I was wondering if Helium could automatically move the files to folders and rename files according to the tags you specify. Explanation in action:

http://wmwiki.com/mcored/research/wmp/itun...ibrary-best.avi

To date I have seen no player/manager that does it as part of tagging.

Thanks,
McoreD


well, automatically do it it won't, but if you set a shortkey, it's only that key + a press on the 'return' key away' in Foobar. so as long as you do the editing of tags in a separate playlist (not necessarily that is, but very handy for administrative purposes), just edit everything you want to, do ctrl-A, press hotkey, press enter, and presto.. you get used to it very quickly, trust me (i'm at a library of about 30k tracks these days, all tagged and filed away very neatly through foobar, which can also play everything back, and even allows you to find it again with just it+facets plugin installed)

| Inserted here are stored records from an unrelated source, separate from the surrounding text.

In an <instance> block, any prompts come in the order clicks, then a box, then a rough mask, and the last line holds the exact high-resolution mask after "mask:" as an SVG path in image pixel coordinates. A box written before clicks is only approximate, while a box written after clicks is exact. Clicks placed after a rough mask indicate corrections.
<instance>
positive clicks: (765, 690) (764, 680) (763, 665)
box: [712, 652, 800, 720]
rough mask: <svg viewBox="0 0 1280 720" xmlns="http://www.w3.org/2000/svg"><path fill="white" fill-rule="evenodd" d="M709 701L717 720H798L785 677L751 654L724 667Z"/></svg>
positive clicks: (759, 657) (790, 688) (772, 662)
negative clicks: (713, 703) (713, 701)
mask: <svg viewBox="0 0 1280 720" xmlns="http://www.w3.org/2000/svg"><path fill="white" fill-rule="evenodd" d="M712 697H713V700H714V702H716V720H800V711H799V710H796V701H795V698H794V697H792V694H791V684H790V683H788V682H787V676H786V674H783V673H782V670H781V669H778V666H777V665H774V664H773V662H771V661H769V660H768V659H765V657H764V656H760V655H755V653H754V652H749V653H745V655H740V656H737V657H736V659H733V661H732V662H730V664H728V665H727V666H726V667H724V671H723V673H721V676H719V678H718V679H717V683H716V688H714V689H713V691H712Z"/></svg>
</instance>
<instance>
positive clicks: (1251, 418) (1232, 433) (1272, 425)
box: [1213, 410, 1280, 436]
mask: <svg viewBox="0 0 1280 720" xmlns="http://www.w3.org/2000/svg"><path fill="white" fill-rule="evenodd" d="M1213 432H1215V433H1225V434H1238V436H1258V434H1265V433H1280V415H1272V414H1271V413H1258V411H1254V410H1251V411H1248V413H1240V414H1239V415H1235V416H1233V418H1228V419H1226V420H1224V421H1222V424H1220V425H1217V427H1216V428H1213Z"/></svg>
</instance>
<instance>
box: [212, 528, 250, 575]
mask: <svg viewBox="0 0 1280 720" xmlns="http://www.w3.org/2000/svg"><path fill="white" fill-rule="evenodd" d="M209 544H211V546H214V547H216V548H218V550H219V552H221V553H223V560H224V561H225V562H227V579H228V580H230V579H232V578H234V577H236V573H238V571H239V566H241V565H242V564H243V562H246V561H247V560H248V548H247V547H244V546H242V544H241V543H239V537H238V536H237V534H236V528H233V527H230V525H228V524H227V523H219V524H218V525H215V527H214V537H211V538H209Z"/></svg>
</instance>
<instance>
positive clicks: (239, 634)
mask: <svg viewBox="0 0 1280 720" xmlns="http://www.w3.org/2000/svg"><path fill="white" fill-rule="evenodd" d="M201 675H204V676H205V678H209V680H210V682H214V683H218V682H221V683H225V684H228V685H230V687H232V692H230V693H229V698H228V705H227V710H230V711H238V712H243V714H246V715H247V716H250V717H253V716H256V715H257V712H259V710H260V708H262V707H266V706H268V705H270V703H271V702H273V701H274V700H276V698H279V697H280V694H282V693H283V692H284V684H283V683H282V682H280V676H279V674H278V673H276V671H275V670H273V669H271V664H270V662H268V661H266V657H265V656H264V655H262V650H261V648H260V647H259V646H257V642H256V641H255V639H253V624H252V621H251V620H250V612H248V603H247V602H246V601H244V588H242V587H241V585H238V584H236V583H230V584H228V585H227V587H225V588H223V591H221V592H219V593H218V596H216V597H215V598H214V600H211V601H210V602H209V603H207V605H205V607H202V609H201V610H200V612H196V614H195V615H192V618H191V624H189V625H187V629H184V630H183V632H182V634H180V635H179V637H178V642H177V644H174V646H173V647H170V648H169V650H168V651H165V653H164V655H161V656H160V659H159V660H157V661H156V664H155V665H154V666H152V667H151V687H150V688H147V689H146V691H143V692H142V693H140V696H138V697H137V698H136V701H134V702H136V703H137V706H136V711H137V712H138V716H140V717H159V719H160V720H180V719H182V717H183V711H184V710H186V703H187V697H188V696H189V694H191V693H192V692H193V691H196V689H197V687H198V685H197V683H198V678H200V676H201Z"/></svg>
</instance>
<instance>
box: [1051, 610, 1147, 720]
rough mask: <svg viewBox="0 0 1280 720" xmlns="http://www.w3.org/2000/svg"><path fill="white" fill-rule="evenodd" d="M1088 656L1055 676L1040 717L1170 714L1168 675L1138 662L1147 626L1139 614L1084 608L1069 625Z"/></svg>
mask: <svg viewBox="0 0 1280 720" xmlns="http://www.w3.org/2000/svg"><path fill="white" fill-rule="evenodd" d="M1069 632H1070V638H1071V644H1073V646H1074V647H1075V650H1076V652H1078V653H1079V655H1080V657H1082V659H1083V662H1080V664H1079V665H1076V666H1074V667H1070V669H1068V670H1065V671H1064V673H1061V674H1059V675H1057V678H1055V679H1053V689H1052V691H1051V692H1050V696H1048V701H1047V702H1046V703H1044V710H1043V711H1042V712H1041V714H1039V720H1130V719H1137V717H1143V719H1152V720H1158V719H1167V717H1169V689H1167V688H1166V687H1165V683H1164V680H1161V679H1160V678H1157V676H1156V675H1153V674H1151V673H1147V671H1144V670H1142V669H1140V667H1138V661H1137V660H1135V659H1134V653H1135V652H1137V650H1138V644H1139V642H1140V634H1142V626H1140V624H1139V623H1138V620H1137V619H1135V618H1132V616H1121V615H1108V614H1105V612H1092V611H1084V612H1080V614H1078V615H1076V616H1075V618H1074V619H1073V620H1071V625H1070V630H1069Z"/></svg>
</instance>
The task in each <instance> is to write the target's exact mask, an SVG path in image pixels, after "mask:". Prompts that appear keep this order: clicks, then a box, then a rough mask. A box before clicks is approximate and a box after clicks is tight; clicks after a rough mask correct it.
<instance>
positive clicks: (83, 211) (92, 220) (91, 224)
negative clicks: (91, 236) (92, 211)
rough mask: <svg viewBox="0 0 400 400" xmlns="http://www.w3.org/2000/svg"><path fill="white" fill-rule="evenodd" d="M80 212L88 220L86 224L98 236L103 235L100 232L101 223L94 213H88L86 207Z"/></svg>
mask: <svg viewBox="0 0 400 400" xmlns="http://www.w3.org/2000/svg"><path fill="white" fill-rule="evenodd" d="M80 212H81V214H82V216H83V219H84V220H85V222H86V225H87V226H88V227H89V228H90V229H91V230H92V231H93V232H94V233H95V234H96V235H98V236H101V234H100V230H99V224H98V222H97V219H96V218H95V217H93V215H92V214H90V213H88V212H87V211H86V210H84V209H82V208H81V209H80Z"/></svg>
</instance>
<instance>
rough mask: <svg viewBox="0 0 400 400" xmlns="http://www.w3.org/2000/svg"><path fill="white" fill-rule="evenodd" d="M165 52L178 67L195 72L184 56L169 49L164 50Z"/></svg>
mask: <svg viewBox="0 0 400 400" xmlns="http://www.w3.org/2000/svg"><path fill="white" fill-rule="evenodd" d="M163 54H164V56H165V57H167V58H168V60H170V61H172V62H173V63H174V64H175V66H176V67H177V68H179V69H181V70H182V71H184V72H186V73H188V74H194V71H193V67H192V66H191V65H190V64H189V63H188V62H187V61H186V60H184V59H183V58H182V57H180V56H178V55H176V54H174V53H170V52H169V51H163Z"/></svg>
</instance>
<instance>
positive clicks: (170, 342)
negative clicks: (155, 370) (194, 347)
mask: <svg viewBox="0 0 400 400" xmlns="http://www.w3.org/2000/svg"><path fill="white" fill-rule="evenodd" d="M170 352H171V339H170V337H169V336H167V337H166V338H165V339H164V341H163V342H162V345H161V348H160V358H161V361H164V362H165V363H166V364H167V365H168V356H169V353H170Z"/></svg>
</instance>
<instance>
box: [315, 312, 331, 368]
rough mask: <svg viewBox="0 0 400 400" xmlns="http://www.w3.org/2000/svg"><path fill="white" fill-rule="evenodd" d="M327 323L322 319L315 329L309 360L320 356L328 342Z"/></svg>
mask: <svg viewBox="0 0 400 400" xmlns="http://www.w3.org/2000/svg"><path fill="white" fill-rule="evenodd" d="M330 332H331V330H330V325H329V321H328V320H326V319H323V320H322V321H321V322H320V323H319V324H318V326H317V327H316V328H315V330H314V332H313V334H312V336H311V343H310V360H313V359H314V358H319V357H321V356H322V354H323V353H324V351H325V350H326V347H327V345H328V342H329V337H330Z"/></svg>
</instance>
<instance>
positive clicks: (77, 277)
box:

What is the best Media Manager (for large libraries)?

Reply #24
I was wondering if Helium could automatically move the files to folders and rename files according to the tags you specify. Explanation in action:

http://wmwiki.com/mcored/research/wmp/itun...ibrary-best.avi

To date I have seen no player/manager that does it as part of tagging.


When I rip CDs with J.River Media Center 12, it stores the resulting files based on file and folder names templates that can use any tags I want or fixed text.

I can also rename the currently selected files from properties using a menu command.